Because that’s the thing about secret worlds. They’re intensely personal, the sum of all our life’s experiences, and how can we possibly hope to properly articulate that? Sometimes I envy all those people who are content to simply occupy their secret worlds, never once feeling the urge to share it with others. It would certainly make relationships a whole lot less complicated.
I have a piece of personal writing planned for an upcoming post, but first I wanted to write about the ability writing has to isolate us from the rest of the world–because that piece clearly illustrates how I let that happen. And there’s the key: I let it happen. I made the choice to go where my friend could not hope to follow, then held it against her to the point of souring our relationship.
The truth is no one can follow us into our secret worlds, not even other writers. That’s why we put so many hours in front of a keyboard or holding a pen: we desperately want to communicate our worlds in ways others can understand. Without others, we’re alone.
The title of my personal piece is “How To Lose A Friend,” and I wrote it a couple of years ago during a particularly low point of my life. Naturally, in trying to make sense of it, I blamed it on someone else (which is so easy to do when you’re no longer speaking). Even though I’m happy to report we’ve patched things up, having both gone through the painful process of growing up and experiencing life’s uncertainties, I feel compelled to share this piece because I think it’s a mindset we writers fall into so easily: Us and Them. Us, the great misunderstood, and Them, the uncultured cretins.

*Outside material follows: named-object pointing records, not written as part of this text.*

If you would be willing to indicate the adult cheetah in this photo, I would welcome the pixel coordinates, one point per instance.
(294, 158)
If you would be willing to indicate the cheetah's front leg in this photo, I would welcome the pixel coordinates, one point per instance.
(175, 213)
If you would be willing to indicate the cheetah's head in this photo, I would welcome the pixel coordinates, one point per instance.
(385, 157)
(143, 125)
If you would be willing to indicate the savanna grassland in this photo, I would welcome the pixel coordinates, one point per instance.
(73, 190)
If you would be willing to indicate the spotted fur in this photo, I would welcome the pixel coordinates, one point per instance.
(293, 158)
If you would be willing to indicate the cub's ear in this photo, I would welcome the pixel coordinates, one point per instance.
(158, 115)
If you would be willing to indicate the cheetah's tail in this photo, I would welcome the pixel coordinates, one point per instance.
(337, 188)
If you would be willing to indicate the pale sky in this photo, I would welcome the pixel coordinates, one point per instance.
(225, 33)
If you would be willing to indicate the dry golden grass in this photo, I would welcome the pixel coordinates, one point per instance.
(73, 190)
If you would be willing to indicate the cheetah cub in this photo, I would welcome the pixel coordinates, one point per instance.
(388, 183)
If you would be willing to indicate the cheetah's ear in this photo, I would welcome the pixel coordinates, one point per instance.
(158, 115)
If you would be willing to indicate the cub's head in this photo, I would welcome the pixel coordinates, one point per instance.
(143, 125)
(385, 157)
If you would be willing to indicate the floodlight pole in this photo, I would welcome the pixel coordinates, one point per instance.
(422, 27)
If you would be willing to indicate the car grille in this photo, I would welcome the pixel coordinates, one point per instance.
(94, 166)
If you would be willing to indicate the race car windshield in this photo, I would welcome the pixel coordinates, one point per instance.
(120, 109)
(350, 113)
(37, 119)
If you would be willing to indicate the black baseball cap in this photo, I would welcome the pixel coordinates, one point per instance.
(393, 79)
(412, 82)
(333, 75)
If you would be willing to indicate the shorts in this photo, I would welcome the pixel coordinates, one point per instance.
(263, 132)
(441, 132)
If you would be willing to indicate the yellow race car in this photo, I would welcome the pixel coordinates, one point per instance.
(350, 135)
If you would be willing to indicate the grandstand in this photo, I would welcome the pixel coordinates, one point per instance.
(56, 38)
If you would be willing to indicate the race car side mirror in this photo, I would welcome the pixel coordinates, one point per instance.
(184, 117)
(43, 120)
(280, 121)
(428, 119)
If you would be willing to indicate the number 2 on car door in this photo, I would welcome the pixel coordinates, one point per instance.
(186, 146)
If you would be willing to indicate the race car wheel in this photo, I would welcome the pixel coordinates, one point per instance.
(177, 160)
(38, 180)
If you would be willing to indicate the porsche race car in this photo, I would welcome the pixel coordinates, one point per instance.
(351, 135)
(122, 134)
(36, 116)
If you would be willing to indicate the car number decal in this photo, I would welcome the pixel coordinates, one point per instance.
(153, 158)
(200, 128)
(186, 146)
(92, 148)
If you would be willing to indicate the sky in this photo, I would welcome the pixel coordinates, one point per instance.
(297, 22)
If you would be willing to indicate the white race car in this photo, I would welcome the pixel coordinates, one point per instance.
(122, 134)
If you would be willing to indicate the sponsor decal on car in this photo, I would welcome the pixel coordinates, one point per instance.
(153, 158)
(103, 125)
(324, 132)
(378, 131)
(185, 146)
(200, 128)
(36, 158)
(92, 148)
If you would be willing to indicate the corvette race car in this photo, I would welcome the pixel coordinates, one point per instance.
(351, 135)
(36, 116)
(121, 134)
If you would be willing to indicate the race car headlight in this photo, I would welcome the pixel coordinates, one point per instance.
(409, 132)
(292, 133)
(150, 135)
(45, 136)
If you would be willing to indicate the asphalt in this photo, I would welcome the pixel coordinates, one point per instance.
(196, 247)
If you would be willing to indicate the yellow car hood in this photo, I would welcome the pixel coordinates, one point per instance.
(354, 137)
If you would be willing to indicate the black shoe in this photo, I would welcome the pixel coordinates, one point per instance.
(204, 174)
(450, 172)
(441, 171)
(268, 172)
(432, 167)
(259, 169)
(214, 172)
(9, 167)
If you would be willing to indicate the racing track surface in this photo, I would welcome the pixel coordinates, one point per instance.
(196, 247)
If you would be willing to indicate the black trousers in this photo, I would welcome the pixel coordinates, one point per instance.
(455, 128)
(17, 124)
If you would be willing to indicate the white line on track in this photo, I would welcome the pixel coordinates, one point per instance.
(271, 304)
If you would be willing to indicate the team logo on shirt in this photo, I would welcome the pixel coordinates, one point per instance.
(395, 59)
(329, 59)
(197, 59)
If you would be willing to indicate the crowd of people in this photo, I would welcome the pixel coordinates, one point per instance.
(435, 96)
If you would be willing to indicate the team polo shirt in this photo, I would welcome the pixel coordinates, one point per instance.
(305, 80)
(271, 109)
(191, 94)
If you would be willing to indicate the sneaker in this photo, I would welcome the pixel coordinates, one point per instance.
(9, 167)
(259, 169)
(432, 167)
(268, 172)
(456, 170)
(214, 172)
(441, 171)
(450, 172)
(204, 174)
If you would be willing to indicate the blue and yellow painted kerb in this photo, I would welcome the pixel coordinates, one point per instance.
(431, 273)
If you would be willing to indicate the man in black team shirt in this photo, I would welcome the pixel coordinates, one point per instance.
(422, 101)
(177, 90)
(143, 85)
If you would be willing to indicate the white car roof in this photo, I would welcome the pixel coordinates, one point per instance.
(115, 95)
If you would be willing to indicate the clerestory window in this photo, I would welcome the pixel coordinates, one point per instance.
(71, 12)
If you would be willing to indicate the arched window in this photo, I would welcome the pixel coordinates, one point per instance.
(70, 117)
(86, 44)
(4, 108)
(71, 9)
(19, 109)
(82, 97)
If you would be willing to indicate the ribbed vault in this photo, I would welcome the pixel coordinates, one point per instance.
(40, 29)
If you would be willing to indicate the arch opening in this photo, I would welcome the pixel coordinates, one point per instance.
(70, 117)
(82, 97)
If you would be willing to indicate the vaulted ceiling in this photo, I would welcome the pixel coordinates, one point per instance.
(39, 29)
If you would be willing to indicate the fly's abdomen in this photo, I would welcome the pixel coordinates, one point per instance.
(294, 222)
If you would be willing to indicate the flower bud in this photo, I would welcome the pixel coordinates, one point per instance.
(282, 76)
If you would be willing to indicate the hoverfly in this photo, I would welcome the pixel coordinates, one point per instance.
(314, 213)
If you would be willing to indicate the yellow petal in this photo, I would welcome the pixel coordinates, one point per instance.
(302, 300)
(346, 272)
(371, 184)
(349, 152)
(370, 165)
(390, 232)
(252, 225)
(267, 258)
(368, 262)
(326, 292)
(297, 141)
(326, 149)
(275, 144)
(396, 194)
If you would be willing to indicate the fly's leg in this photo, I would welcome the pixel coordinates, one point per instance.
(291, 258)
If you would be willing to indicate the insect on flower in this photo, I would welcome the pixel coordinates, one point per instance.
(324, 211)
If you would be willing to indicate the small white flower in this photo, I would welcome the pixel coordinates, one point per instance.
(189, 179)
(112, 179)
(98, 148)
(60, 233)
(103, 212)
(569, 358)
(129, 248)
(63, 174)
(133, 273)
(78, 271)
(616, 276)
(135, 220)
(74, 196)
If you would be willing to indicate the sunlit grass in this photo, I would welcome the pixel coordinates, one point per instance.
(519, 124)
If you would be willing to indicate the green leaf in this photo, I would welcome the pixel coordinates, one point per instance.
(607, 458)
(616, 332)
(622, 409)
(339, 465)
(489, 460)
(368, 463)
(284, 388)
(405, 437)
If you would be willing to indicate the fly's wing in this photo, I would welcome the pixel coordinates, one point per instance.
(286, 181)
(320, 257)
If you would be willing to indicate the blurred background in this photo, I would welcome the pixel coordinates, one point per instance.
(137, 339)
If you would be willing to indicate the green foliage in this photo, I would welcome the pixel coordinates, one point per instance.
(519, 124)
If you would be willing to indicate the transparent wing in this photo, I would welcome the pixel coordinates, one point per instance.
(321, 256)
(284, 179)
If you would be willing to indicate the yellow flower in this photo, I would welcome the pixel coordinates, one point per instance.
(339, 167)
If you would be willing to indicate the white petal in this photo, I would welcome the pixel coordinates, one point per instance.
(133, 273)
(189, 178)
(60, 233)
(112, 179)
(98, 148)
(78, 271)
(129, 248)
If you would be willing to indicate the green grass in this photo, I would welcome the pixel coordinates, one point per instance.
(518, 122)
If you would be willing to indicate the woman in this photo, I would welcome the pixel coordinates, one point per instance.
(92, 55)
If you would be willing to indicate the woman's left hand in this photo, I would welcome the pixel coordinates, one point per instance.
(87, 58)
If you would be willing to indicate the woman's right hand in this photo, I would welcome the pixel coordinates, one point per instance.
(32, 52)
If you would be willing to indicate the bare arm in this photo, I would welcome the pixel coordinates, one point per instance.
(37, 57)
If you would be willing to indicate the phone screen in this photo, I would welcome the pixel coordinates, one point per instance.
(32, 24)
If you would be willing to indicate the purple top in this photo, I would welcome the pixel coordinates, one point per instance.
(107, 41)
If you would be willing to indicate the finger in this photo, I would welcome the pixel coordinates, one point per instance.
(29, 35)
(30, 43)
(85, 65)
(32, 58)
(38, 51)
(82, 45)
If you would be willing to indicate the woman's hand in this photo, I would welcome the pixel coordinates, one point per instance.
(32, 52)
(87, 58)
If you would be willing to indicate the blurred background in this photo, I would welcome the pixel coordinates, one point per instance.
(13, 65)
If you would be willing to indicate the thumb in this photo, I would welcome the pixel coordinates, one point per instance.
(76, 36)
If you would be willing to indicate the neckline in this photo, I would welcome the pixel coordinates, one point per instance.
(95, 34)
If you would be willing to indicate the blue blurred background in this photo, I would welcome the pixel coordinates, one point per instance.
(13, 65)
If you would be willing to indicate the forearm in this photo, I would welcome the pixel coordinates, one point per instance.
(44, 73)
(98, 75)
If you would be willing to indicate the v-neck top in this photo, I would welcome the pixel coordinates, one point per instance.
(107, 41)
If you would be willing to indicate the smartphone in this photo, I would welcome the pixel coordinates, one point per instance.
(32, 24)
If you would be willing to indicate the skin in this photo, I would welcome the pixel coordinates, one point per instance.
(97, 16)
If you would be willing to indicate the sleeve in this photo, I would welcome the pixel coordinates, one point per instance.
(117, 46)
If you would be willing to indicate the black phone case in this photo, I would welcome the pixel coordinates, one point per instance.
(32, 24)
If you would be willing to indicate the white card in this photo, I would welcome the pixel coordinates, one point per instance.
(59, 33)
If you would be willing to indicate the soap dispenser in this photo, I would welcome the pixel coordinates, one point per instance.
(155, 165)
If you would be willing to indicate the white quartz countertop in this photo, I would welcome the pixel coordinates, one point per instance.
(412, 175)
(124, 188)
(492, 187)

(What’s particularly interesting about it, I think, is the friend I lost happens to be an artist herself, and a rather good one. Make of that what you will.)
I’ve taken the liberty of changing her name, not because I’m afraid someone might recognize her, but because in the end, it wasn’t really about her. It was about my narrow-minded selfishness. I chose to isolate myself within my world, and I paid the price most bitterly. I can only hope that I don’t make the same mistake again.